Lung volume reduction surgery (LVRS) is a procedure performed to remove abnormal lung tissue in patients with significant shortness of breath due to chronic obstructive pulmonary disease (COPD). The diseased lung does not allow for normal air movement, resulting in air trapping and over-inflation of the lung. Removal of the diseased tissue allows for the more normal lung tissue to expand and improve air exchange.
For select patients, LVRS has been demonstrated to improve breathing ability, exercise capacity, and quality of life. Results depend on the location of the disease area within the lung as well as the patient’s exercise capability and ability to tolerate surgery. Several tests are necessary to determine if a patient would benefit from this procedure, including:
Pre-operative evaluation by a multidisciplinary team including a pulmonologist, respiratory therapist and thoracic surgeon is necessary to determine candidacy. The multidisciplinary team at Baylor University Medical Center in Dallas has extensive experience evaluating patients for LVRS. Cessation of smoking is mandatory and all patients must complete an extensive pulmonary rehabilitation program prior to surgery.
LVRS must be performed by a thoracic surgeon with extensive experience performing this procedure in order to assure optimal outcomes. All surgeons in Baylor Scott & White Center for Thoracic Surgery have extensive experience performing this procedure.
LVRS is typically performed in on both lungs at the same time using video-assisted thoracoscopic surgery (VATS).

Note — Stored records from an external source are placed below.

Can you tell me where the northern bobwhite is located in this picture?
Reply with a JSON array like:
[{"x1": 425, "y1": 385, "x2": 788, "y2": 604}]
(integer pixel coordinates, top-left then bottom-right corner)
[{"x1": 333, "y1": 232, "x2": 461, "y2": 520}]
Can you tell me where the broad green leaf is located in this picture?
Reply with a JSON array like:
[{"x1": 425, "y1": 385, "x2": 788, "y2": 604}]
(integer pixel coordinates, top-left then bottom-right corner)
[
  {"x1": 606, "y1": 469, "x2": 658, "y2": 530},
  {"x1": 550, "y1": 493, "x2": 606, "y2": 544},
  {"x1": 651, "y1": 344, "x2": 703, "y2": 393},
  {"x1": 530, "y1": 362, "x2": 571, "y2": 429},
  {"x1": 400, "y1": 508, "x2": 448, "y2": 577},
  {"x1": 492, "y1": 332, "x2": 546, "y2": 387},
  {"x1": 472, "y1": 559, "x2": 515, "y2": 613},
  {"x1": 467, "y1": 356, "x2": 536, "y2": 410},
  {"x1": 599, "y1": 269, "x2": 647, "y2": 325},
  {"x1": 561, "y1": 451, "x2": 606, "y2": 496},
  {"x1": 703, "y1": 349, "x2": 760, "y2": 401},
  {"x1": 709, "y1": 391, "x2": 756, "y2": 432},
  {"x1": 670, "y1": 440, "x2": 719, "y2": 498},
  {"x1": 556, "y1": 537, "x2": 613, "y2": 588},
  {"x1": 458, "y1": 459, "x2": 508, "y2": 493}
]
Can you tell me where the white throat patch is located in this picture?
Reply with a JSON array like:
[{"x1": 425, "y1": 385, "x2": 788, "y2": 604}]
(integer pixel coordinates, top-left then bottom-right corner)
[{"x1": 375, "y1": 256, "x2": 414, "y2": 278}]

VATS is a minimally-invasive technique that is performed through 2-3 small incisions between the ribs and utilizes a high-definition video camera to work inside the chest without making a large incision, dividing the breastbone or spreading the ribs. This results in decreased pain after surgery and a quicker recovery. An epidural catheter is often placed by the anesthesiologist to further decrease post-operative pain.
The camera is inserted through one incision and a specialized stapler is inserted through another incision to remove the disease lung. The procedure is then repeated on the opposite lung. One or two drainage tubes are left in each side of the chest to remove fluid and air which typically accumulate after lung surgery; once drainage of fluid and air has ceased, the tubes are removed and the patient is discharged home, which is typically 7-10 days after surgery.
Complications of LVRS include bleeding, infection including pneumonia, persistent leakage of air from the lung tissue, and death. For appropriately selected patients, these risks are low and outcomes are excellent, with improved exercise capacity and increased long-term survival. Alternatives to LVRS include no surgery, continued medical management and pulmonary rehabilitation. Additionally, clinical trials are currently underway testing valves that are placed on the inside of the airway, preventing air from entering the diseased portion of the lung and possibly achieving the same goal as LVRS.